As per the error code 20 , it is mostly related to accessing of NM local
directory.

https://www.cloudera.com/documentation/enterprise/5-8-x/topics/cdh_sg_yarn_container_exec_errors.html

20

INITIALIZE_USER_FAILED

Couldn't get, stat, or secure the per-user NodeManager directory.

Can we try below steps on (all) NodeManager machine.
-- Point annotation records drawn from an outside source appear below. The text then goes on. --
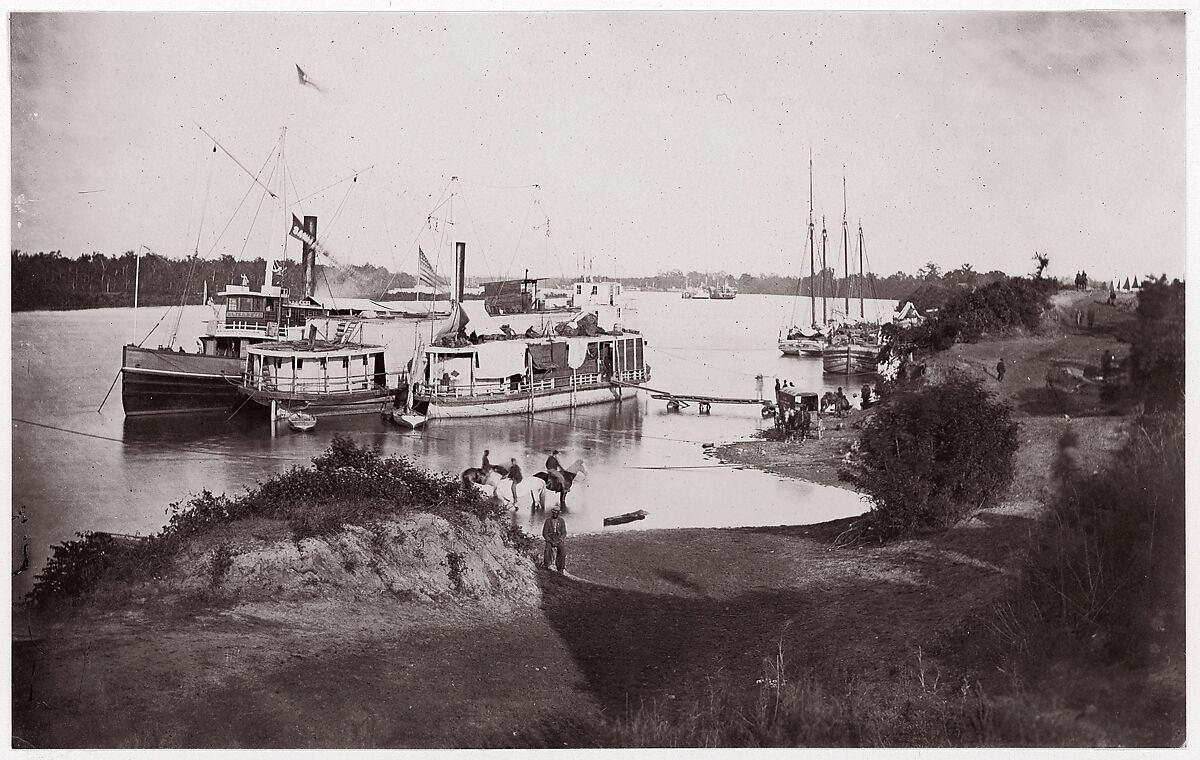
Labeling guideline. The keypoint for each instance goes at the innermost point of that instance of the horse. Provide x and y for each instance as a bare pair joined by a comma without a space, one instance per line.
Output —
546,483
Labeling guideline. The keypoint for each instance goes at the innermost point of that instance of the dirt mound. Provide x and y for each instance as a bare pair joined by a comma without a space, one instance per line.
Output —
420,557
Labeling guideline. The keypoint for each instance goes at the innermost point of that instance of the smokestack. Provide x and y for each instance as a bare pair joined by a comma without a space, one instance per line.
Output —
460,270
309,257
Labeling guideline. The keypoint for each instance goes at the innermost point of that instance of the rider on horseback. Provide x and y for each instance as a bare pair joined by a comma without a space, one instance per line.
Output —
555,470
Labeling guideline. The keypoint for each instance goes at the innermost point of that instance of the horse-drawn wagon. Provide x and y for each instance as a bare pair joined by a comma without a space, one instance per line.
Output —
797,413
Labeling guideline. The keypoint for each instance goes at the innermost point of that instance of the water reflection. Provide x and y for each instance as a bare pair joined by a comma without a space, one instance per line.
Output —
78,470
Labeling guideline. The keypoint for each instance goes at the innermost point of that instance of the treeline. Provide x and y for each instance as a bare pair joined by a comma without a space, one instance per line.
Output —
52,281
929,285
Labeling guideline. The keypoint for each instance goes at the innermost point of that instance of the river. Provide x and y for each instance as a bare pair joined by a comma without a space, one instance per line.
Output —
77,468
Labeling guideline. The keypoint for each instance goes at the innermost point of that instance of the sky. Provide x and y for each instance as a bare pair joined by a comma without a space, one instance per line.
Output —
642,142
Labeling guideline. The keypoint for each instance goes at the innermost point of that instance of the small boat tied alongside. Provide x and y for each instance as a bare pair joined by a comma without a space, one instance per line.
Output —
477,367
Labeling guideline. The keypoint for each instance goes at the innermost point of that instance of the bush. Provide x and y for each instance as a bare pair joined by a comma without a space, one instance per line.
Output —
348,484
1107,569
969,315
931,456
1157,358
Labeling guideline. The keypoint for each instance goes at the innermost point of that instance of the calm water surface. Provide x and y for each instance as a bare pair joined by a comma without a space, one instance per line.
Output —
76,468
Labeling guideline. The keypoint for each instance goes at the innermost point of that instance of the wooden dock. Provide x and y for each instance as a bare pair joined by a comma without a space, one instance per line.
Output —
676,401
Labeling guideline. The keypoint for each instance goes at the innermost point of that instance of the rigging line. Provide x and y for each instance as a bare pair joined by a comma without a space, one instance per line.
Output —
417,238
707,366
336,214
317,192
77,432
235,160
483,249
196,255
611,432
688,466
501,186
155,325
525,223
193,449
232,216
258,209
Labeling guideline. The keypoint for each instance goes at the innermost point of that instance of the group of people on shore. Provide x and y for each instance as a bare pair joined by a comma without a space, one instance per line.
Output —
553,530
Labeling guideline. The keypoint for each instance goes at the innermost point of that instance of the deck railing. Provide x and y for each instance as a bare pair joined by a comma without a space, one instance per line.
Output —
311,386
505,388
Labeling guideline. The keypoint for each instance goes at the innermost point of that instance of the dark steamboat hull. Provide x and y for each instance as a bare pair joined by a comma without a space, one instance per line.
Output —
160,381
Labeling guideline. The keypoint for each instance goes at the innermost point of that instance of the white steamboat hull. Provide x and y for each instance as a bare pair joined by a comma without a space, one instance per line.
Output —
850,359
801,348
449,407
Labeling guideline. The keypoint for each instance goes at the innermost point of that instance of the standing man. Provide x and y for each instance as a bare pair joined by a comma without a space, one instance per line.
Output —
555,532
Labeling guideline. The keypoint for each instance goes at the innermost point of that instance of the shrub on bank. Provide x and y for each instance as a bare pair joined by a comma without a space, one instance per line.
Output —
1105,573
348,484
966,316
1157,354
931,456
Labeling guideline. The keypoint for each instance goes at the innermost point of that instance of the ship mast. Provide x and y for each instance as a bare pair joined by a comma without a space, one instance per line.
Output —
862,307
825,273
813,273
845,241
269,277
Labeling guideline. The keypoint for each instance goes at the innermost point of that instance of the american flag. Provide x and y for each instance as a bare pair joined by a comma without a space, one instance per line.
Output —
425,274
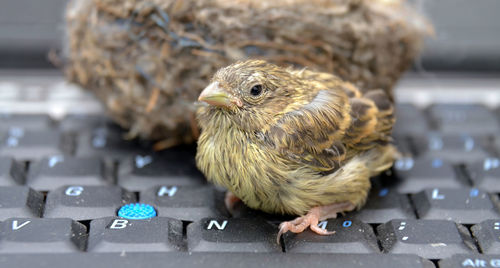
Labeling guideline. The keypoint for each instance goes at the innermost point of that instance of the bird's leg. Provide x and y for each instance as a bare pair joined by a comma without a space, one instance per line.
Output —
312,218
230,201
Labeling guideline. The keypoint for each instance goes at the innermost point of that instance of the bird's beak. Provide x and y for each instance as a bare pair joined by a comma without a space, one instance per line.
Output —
215,95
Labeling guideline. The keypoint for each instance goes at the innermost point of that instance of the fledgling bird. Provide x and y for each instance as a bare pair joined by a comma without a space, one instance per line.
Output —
293,141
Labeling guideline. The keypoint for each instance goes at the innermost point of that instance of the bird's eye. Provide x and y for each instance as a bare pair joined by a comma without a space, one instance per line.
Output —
256,90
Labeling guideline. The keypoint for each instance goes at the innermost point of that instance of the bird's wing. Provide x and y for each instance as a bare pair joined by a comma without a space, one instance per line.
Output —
332,127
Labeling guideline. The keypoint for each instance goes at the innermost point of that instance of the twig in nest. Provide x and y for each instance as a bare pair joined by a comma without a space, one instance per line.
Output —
152,100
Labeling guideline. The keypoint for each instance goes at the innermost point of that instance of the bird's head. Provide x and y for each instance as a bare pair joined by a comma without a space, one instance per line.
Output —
251,93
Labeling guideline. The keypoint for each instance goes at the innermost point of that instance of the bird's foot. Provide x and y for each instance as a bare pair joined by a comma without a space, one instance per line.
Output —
312,218
230,201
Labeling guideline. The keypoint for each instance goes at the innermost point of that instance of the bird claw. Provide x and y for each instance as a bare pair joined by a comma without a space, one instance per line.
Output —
298,225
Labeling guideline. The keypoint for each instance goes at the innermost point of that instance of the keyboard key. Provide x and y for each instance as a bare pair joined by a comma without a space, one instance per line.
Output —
213,260
31,235
383,205
145,171
416,175
56,171
107,142
31,145
188,203
465,206
431,239
232,235
351,236
470,260
37,122
78,123
410,121
470,119
487,234
20,201
456,149
485,175
86,202
11,172
112,234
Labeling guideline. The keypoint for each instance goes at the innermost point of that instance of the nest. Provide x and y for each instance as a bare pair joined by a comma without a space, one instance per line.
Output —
148,60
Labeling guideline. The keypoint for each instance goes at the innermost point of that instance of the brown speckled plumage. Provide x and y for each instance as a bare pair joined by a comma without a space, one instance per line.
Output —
309,139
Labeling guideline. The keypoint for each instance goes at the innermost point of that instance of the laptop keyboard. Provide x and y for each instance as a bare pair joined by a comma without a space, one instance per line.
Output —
64,182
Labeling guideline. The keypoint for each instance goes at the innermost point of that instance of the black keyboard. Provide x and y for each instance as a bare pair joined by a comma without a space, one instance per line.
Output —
70,190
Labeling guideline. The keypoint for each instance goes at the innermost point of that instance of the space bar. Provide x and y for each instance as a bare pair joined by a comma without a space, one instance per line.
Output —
207,260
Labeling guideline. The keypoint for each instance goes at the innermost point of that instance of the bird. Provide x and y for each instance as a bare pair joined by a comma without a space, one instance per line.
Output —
293,141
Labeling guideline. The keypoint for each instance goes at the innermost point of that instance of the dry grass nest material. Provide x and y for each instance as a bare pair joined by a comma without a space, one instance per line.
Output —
148,60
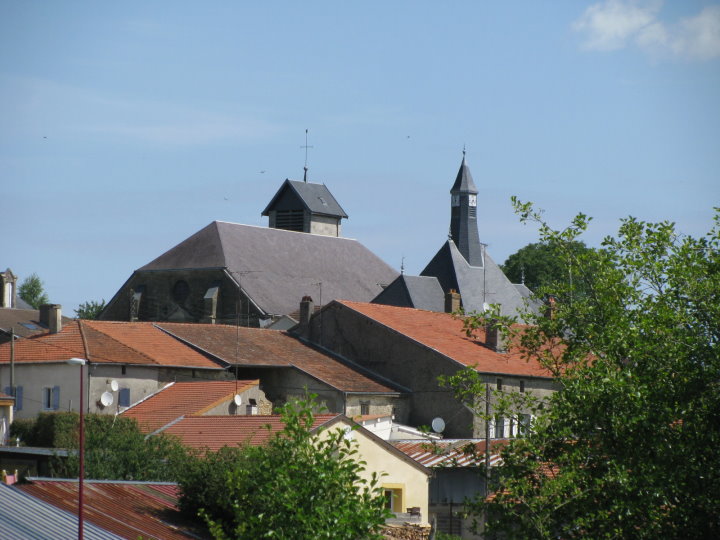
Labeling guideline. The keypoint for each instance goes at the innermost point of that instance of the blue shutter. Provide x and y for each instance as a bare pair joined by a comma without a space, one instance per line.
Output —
56,398
18,398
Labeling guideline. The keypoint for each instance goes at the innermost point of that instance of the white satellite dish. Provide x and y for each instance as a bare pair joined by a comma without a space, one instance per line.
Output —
106,399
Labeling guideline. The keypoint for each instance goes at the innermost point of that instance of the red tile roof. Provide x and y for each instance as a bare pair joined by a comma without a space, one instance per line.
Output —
108,342
127,509
214,432
444,333
183,399
262,347
450,452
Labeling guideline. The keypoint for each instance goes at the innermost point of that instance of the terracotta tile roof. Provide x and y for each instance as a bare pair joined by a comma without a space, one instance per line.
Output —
262,347
108,342
127,509
450,452
214,432
183,399
443,333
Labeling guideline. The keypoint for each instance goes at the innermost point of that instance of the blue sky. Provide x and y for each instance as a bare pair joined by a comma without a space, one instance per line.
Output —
127,126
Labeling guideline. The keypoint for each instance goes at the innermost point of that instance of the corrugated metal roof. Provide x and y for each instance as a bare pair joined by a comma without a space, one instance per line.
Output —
127,509
25,517
449,452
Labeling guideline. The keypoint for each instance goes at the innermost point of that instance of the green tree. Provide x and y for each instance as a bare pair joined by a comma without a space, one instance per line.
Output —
33,292
628,447
541,264
301,485
90,310
115,448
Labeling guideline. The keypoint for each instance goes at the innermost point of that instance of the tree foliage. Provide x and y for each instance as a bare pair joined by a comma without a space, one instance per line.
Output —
115,448
541,264
629,446
301,485
90,310
33,292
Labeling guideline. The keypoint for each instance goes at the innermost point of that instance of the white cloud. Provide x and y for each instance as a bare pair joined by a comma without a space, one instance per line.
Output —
616,24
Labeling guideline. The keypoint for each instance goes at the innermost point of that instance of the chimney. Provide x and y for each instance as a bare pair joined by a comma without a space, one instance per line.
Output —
307,307
452,301
494,338
51,316
551,307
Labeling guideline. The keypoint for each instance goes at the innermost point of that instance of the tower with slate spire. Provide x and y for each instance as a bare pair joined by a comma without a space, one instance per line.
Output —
463,216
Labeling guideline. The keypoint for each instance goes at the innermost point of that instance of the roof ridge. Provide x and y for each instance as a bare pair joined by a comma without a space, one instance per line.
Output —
152,361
Remove all contents under /data/yarn and make sure the /data and /data/yarn
directory permission is 755 with owner root:root and local directory
is owned by yarn:hadoop.

[root@tparimi-tarunhdp26-4 ~]# ls -lrt /
drwxr-xr-x.   5 root root    44 Oct 24 11:47 data

[root@tparimi-tarunhdp26-4 ~]# ls -lrt /data/
drwxr-xr-x. 4 root      root   28 Oct 24 14:30 yarn

[root@tparimi-tarunhdp26-4 ~]# ls -lrt /data/yarn/
total 4
drwxr-xr-x.  5 yarn hadoop   54 Feb 14 17:32 local
drwxrwxr-x. 10 yarn hadoop 4096 Feb 14 17:32 log

And also check if Distributed Shell jobs runs fine without Docker Settings.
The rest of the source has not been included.